Asset-based lending is a loan process that uses a business’s existing assets as collateral. This type of lending can provide your company with the credit and flexibility needed to address your goals.
Should Your Business Get an Asset-Based Loan?
Asset-based loans are used by businesses that require more capital to operate or grow. Often cash flow problems arise due to the rapid growth of a company. This type of loan can help sustain and ensure continued success. At other times, a company may need an infusion of cash to get over a financial hump.
This kind of financing can help address a variety of objectives, such as:
- Business expansion and growth
- Debt refinancing
- Seasonal needs
How are Asset-Based Loan Amounts Determined?
Banks determine the amount of money you can borrow based on your assets’ market value. The following are types of tangible resources banks will use to secure this type of loan:
- Accounts receivable
What Qualifies Your Business for an Asset-Based Loan?

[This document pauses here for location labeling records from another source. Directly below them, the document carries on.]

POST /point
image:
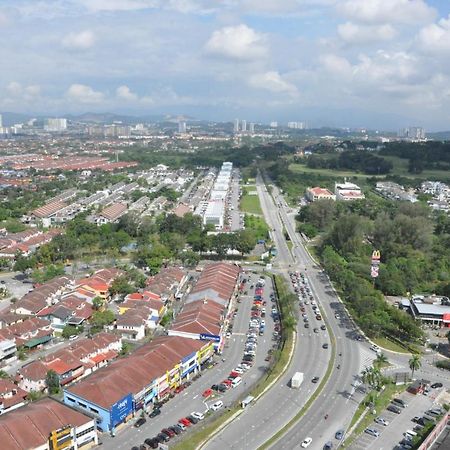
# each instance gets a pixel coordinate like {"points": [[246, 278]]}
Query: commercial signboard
{"points": [[374, 268], [121, 409], [209, 337]]}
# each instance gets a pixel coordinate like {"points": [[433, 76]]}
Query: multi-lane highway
{"points": [[276, 408]]}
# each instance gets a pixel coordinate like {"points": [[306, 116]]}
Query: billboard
{"points": [[209, 337], [375, 263], [121, 409]]}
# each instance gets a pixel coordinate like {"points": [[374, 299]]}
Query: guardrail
{"points": [[435, 432]]}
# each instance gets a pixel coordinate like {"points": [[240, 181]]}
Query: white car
{"points": [[307, 442], [382, 421], [217, 405], [198, 415]]}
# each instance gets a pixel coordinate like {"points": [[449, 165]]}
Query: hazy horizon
{"points": [[380, 64]]}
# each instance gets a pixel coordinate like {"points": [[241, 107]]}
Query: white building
{"points": [[236, 126], [348, 192], [214, 214]]}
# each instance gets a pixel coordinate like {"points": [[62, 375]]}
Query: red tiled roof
{"points": [[29, 427]]}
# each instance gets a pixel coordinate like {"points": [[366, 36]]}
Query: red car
{"points": [[207, 393], [169, 433], [185, 422]]}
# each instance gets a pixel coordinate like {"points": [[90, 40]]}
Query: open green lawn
{"points": [[250, 203], [390, 345], [302, 168], [400, 168], [381, 402]]}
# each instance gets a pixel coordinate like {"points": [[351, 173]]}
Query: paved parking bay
{"points": [[191, 398], [392, 434]]}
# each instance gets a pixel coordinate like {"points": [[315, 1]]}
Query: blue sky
{"points": [[368, 63]]}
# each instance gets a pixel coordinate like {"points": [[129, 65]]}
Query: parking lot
{"points": [[191, 399], [391, 435]]}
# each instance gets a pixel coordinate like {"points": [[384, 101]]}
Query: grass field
{"points": [[250, 203], [301, 168], [381, 401], [390, 345], [400, 168]]}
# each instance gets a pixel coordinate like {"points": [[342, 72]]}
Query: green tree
{"points": [[70, 330], [414, 364], [100, 319], [121, 286], [381, 360], [97, 303], [52, 381]]}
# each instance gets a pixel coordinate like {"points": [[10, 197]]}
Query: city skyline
{"points": [[379, 64]]}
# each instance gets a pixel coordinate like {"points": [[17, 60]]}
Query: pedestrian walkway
{"points": [[367, 357]]}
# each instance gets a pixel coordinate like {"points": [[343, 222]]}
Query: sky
{"points": [[358, 63]]}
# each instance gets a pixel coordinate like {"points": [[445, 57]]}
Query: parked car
{"points": [[207, 393], [197, 415], [154, 413], [162, 437], [140, 422], [217, 405], [393, 408], [372, 431], [400, 402], [382, 421], [185, 421], [192, 419], [339, 435]]}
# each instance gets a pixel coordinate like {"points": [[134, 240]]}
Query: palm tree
{"points": [[414, 364], [381, 360]]}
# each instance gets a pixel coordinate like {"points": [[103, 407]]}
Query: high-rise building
{"points": [[414, 133], [57, 124], [297, 125]]}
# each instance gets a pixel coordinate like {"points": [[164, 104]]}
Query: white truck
{"points": [[297, 380]]}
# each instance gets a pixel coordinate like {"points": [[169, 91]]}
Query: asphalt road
{"points": [[191, 398], [279, 405], [340, 397]]}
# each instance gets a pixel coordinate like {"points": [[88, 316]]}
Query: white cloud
{"points": [[81, 93], [335, 64], [80, 41], [124, 93], [237, 42], [387, 11], [14, 88], [435, 38], [272, 81], [117, 5], [352, 33]]}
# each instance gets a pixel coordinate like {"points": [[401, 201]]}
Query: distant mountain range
{"points": [[10, 118]]}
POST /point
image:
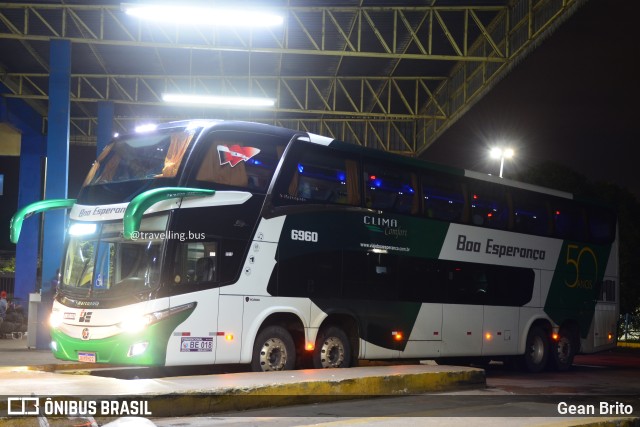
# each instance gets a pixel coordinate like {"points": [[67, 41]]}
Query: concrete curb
{"points": [[306, 392]]}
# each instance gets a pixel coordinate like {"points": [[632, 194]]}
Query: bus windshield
{"points": [[141, 157], [108, 264]]}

Lenders prefer liquid collateral to physical equipment. You will need to provide detailed financial statements to the bank to prove you have a successful business with an expected future profit. The ability to create revenue in the future will be used as an assurance to gain access to capital right now.
Your business must have accurate reporting systems and a good track record of consistent income to secure your loan. It is essential to demonstrate that your company is profitable.
Interest rates for asset-based lending aren’t as high as other loan types, as you are securing the money with your assets. The collateral provided decreases the bank’s risk. As a result, it might be easier to qualify for this type of loan over an unsecured loan.
What is a Loan-to-Value Ratio?
Banks will advance funds based on a percentage of the assets’ value. The loan is the amount of money a lender is willing to loan. Value is the worth of the collateral given for the loan.
You can not secure a new loan with assets that you have pledged as collateral for a different loan. You must not have any substantial accounting, tax or legal issues. If these concerns are present, a lender will likely not risk loaning money to your business.
What Happens if Your Company Defaults on Your Loan?
If you default on your loan, the bank will take possession of the inventory you used as collateral. It is crucial to ensure that the items you are purchasing will convert into profit down the road.
Asset-based lending can be a valuable financing alternative for your company to maximize borrowing capacity.